OTU QC: primer-binding sequences

Usually, the primer-binding sequences in your gene (e.g., 16S) are included in the reads. These should be stripped out, because the PCR reaction tends to cause substitutions in those sequences (most often to remove any mismatches).

You can check whether they appear in the OTUs by using the search_oligodb command , e.g.:

usearch -search_oligodb otus.fa -db primers.fa -strand both \
-userout primer_hits.txt -userfields query+qlo+qhi+qstrand

If primers have not been stripped, you will see many hits to the forward primer at the start of the OTUs. If you have full-length paired reads without length trimming, you may also see many hits to the reverse primer at the end of the OTUs.
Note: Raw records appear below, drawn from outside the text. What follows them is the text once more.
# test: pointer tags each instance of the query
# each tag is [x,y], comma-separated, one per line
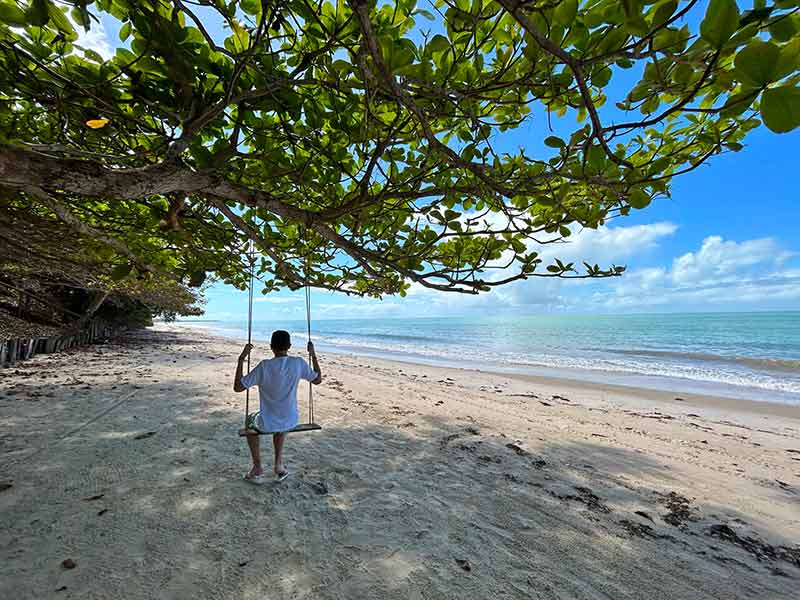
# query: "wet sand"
[425,482]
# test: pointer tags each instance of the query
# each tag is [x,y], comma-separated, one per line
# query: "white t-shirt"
[277,380]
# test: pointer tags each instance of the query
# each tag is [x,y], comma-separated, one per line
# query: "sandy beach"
[425,482]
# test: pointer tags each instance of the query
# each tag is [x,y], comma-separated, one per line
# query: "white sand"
[416,468]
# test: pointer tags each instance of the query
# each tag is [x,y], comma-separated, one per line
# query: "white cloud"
[95,39]
[721,273]
[278,299]
[607,245]
[718,258]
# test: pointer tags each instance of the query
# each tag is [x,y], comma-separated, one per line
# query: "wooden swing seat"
[300,428]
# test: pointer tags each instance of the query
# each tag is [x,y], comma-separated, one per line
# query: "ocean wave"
[773,364]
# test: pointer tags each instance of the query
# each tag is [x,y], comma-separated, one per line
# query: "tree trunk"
[78,325]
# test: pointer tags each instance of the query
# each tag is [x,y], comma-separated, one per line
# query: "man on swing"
[277,380]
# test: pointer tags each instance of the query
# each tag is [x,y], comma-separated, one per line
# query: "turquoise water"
[748,355]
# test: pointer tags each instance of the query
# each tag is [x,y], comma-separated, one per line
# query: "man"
[277,380]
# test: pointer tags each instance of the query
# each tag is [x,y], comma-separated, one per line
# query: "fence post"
[13,344]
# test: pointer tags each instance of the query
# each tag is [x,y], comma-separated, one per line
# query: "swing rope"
[249,324]
[308,323]
[311,425]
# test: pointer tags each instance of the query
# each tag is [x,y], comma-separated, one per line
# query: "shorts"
[252,421]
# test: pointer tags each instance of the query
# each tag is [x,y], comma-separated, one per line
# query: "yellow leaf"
[97,123]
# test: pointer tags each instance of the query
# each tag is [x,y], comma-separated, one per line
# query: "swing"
[300,427]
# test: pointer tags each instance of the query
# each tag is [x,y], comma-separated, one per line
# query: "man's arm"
[314,363]
[237,379]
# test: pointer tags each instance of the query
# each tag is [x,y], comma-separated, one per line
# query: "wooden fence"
[17,349]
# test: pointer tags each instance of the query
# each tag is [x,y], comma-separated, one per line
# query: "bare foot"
[254,472]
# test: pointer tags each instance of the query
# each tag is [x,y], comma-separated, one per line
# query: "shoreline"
[424,482]
[700,400]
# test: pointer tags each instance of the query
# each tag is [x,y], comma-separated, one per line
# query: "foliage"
[363,146]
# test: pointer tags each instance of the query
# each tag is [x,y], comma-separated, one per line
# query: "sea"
[753,355]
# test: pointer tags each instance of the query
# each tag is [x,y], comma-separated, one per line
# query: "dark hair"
[280,341]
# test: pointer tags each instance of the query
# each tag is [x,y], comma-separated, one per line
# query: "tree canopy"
[362,146]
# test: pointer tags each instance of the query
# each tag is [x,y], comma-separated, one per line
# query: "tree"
[360,146]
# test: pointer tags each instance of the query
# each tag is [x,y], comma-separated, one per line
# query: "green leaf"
[780,108]
[785,27]
[38,13]
[554,142]
[197,278]
[10,14]
[438,43]
[639,199]
[720,22]
[251,7]
[737,104]
[81,17]
[756,63]
[120,272]
[788,60]
[125,31]
[664,11]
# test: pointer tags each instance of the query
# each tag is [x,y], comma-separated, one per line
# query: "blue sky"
[726,240]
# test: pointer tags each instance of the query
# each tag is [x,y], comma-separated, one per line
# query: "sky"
[728,239]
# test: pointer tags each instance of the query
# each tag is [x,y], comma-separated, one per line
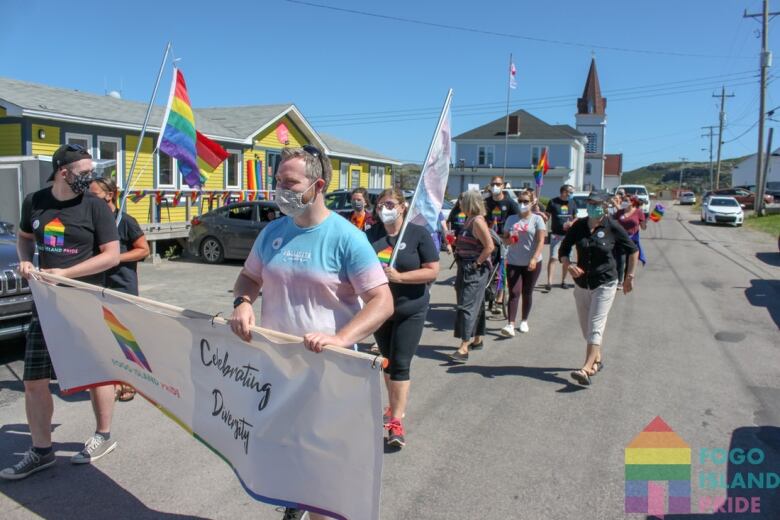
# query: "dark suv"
[15,296]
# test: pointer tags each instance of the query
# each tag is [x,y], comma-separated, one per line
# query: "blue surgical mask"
[595,211]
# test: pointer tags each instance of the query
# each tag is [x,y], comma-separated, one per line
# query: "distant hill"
[696,175]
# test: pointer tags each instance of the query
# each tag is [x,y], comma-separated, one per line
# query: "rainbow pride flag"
[656,456]
[385,255]
[178,137]
[541,169]
[126,341]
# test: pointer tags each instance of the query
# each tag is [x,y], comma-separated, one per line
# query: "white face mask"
[388,216]
[291,202]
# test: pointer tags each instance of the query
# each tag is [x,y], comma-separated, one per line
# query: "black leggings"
[521,284]
[398,339]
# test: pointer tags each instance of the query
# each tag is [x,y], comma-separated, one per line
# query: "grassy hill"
[666,175]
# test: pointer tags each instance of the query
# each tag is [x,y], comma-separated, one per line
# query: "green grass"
[768,224]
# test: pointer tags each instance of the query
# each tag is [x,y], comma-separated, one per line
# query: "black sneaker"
[30,463]
[293,514]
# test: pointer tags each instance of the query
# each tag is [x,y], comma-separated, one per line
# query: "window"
[110,148]
[344,176]
[592,146]
[233,169]
[80,139]
[485,155]
[376,177]
[241,213]
[536,154]
[166,171]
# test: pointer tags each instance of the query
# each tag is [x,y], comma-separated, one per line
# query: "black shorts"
[37,363]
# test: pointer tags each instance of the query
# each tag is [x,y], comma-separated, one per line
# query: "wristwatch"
[241,299]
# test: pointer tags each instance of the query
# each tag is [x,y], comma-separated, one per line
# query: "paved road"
[505,436]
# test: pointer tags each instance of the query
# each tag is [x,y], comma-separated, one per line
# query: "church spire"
[591,101]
If the primers were trimmed incorrectly, e.g. the primer is 20nt but you only stripped 16, this command won't catch the problem because all the letters in the database sequence must be included in the alignment (substitutions are allowed but gaps are not allowed, even terminal gaps).

Primer stripping should be done before quality filtering (because every base increase expected errors ) and before finding unique sequences (because variation in the primer-binding region will split over biological sequence over several uniques, degrading the calculation of unique sequence abundance ), so if primers do appear in the OTUs then you should go back and fix the pipeline.